Dealing with Iran -- its nuclear ambitions, its involvement in Iraq and its opposition to Israeli-Palestinian peace efforts -- commands a lot of President George W. Bush's attention.
But he is not likely to resolve the conflicts before leaving office in January 2009, so Iran is expected to be among the more difficult foreign policy challenges inherited by his successor, U.S. officials and experts say.
"Allowing Iran, a radical theocracy that supports terrorism and openly threatens its neighbors, to acquire nuclear weapons is a risk we cannot take," Democratic Sen. Barack Obama of Illinois said in a letter to the Israel Project, a pro-Israel group that educates the public about Israel and advocates an end to investment in Iran.
Obama's tough line on Iran was largely echoed in other letters from seven other candidates, including Sen. Hillary Clinton of New York and former Sen. John Edwards of North Carolina, both Democrats.
Two Republican candidates -- former Massachusetts Gov. Mitt Romney and Sen. Sam Brownback of Kansas -- stressed, as Bush has done, that the military option must remain on the table.
All were asked by the Israel Project to discuss their views and endorse a petition signed on-line by more than 75,000 people telling the United Nations Security Council "Iran must be stopped now -- before it develops a nuclear bomb."
Tehran, which insists its nuclear program is entirely peaceful, has defied a Security Council demand to halt its uranium enrichment program, resulting in two sets of sanctions. A third sanctions resolution is under consideration.
Only three candidates -- Obama, Brownback and Romney -- at this point supported the project's effort to persuade state pension funds and others to withdraw investments from companies invested in Iran's oil and gas industry.
Obama praised Florida, Illinois and California for taking the lead on divestment and said he would work to pass this year a new law he is sponsoring to make divestment easier.
Romney outlined a five-point strategy including tightening sanctions, denying Iran access to the international financial system and indicting Iranian President Mahmoud Ahmadinejad for "incitement to genocide" against Israel.
The United States should "isolate Iran diplomatically" but also "keep communication channels open," Romney advised.
Edwards offered to negotiate directly with Iranian leaders who meet criteria like recognition of Israel, but also promised "new" targeted sanctions for U.S. and foreign companies against Tehran, which he did not define.
He also proposed enticing Iran into compliance with U.N. demands through incentives like offering increased refinery capacity, modification of the U.S. trade embargo, membership in multinational organizations and creation of a fuel bank.

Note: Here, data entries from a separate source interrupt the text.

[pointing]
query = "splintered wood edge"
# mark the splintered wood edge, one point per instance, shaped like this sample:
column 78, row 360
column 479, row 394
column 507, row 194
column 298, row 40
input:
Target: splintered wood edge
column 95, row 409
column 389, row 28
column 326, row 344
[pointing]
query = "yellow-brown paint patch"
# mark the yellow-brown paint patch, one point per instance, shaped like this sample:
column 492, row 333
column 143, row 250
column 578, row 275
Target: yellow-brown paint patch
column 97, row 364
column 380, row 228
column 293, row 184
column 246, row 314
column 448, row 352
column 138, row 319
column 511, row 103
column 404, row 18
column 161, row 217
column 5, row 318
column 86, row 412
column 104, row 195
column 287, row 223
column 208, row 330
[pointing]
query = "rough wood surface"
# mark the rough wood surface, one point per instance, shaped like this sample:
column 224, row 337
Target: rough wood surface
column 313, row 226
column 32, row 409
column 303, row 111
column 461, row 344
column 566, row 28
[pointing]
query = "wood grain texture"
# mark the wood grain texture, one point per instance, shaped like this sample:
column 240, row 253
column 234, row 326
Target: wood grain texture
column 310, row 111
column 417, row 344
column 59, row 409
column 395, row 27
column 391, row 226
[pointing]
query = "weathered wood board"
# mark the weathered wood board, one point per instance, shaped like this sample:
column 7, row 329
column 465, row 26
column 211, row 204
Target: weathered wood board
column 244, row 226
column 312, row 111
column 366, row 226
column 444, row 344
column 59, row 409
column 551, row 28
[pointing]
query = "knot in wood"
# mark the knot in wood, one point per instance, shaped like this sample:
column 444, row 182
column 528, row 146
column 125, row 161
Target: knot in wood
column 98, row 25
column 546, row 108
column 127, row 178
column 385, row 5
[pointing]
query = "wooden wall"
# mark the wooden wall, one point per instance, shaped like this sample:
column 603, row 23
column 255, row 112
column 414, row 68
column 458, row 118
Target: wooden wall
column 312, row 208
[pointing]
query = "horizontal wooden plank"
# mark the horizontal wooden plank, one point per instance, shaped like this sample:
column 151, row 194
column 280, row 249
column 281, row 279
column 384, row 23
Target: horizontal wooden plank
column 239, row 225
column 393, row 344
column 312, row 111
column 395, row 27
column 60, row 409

Clinton urged enforcement of "meaningful, tough economic sanctions" on Iran and noted her sponsorship of legislation that would prevent international corporations from evading sanctions through foreign subsidiaries.

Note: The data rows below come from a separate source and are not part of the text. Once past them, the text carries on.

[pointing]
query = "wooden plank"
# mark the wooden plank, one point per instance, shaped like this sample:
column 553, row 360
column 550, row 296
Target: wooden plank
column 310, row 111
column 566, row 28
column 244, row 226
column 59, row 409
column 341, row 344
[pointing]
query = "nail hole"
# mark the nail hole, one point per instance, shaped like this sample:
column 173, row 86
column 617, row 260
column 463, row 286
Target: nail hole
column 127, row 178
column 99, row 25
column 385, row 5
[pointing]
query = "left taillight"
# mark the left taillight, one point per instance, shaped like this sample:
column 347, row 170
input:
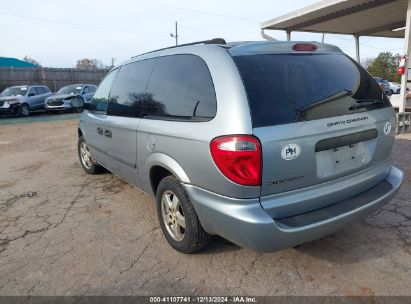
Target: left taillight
column 238, row 157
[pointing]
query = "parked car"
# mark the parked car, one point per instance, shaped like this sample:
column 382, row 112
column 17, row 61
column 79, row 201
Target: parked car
column 395, row 88
column 384, row 84
column 23, row 99
column 61, row 101
column 267, row 144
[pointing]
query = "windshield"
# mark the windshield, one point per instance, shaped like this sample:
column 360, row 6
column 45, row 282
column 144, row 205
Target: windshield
column 286, row 88
column 14, row 91
column 71, row 89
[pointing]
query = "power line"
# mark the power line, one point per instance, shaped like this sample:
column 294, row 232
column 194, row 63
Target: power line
column 83, row 25
column 201, row 12
column 368, row 46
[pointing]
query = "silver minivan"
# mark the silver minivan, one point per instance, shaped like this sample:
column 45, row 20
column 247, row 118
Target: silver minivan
column 267, row 144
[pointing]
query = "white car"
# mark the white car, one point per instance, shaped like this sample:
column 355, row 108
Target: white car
column 395, row 88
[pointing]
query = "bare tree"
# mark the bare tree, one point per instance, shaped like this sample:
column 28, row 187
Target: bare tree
column 31, row 60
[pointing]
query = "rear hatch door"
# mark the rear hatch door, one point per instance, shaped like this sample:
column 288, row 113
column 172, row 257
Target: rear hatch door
column 319, row 117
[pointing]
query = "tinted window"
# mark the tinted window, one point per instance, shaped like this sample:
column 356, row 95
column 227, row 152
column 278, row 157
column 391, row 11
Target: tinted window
column 100, row 98
column 181, row 87
column 286, row 88
column 31, row 91
column 128, row 90
column 39, row 90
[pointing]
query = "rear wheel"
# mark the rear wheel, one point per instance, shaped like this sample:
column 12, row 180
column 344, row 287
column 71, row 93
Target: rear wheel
column 178, row 219
column 87, row 162
column 24, row 110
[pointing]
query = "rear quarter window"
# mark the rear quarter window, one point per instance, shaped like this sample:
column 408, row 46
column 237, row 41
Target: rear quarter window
column 180, row 87
column 287, row 88
column 128, row 90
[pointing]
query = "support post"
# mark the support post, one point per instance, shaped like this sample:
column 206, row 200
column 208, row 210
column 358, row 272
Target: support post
column 357, row 48
column 404, row 78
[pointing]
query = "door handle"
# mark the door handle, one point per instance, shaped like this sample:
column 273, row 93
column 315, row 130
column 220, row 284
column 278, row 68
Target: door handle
column 108, row 133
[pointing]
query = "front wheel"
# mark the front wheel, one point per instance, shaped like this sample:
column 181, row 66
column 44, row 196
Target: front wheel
column 24, row 110
column 87, row 162
column 178, row 219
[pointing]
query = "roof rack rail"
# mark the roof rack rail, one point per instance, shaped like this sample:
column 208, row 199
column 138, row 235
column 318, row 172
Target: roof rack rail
column 210, row 41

During a televised debate on Monday, Obama stressed the need to engage the leaders of Iran, North Korea and other states Bush has kept at arms' length. He said he would meet them without preconditions during his first year as president.

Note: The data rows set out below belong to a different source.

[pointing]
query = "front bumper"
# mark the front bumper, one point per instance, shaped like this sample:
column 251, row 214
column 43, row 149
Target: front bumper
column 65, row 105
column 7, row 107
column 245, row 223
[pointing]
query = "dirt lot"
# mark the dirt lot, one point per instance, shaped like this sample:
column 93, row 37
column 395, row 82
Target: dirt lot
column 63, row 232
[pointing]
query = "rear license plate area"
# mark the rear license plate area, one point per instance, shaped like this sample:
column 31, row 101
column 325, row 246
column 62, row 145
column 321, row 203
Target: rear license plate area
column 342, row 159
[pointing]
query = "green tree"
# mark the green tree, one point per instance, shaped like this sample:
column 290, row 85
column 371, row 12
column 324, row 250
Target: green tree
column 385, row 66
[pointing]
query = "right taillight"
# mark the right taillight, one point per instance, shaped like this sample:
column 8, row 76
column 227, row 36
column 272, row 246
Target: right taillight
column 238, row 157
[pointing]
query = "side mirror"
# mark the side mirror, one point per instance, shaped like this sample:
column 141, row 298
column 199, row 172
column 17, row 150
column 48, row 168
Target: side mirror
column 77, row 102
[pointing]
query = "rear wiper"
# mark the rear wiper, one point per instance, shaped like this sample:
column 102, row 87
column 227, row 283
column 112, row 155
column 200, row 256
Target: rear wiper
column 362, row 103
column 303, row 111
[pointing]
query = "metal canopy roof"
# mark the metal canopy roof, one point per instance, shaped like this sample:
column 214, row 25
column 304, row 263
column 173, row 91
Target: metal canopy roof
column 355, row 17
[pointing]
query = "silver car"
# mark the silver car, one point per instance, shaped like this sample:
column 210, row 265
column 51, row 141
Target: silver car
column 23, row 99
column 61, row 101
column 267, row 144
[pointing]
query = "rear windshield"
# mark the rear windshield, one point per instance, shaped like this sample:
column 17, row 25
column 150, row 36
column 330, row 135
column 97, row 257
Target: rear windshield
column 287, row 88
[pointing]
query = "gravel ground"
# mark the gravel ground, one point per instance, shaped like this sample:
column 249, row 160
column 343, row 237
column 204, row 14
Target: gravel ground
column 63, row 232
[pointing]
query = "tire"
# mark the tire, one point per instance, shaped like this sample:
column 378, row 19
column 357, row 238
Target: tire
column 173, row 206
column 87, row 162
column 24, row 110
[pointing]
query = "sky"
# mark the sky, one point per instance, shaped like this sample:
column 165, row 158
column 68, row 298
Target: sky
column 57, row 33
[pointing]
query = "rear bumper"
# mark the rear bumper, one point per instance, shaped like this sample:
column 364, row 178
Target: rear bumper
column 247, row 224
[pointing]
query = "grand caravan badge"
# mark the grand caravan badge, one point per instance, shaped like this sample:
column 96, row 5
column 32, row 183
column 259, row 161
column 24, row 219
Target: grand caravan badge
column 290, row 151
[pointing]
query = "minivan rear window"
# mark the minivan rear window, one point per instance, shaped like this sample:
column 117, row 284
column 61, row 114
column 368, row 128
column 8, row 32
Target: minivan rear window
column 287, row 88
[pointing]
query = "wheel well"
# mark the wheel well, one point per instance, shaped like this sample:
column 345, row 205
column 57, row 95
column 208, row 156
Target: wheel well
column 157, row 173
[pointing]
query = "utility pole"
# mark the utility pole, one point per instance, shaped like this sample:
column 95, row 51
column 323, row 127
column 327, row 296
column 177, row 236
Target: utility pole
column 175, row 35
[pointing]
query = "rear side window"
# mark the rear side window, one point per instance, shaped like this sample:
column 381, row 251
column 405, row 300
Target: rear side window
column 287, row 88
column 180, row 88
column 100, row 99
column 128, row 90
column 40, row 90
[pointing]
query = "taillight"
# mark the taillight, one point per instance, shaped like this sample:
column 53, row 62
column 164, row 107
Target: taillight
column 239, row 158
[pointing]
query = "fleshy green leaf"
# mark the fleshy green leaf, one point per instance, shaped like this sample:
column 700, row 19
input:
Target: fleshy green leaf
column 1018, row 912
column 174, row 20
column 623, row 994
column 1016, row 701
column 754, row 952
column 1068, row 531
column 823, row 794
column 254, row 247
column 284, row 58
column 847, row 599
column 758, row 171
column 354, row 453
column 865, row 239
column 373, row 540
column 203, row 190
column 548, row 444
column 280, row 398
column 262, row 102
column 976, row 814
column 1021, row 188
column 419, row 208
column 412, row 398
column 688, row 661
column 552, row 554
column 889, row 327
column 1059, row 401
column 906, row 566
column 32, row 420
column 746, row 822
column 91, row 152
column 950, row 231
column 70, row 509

Clinton promised to pursue diplomacy vigorously but rejected meeting these leaders until the way had been cleared by high-level envoys. "I don't want to be used for propaganda purposes. I don't want to make a situation even worse," she said. Edwards endorsed her comments.
In the Israel Project responses, another Democrat, Sen. Chris Dodd of Connecticut, said U.S. sanctions are not enough, so the international community must enforce U.N. sanctions, including a resolution calling for disarming Hezbollah, an Islamic militant group Washington says is armed and financed by Iran.
Democratic Sen. Joseph Biden of Delaware, chairman of the Senate Foreign Relations Committee, said the issue of Iran's nuclear ambitions "demands urgent and decisive action," but gave no details. Neither did former Arkansas Gov. Mike Huckabee, a Republican who called Iran an "unacceptable threat" and urged it to halt enrichment and support for terrorism.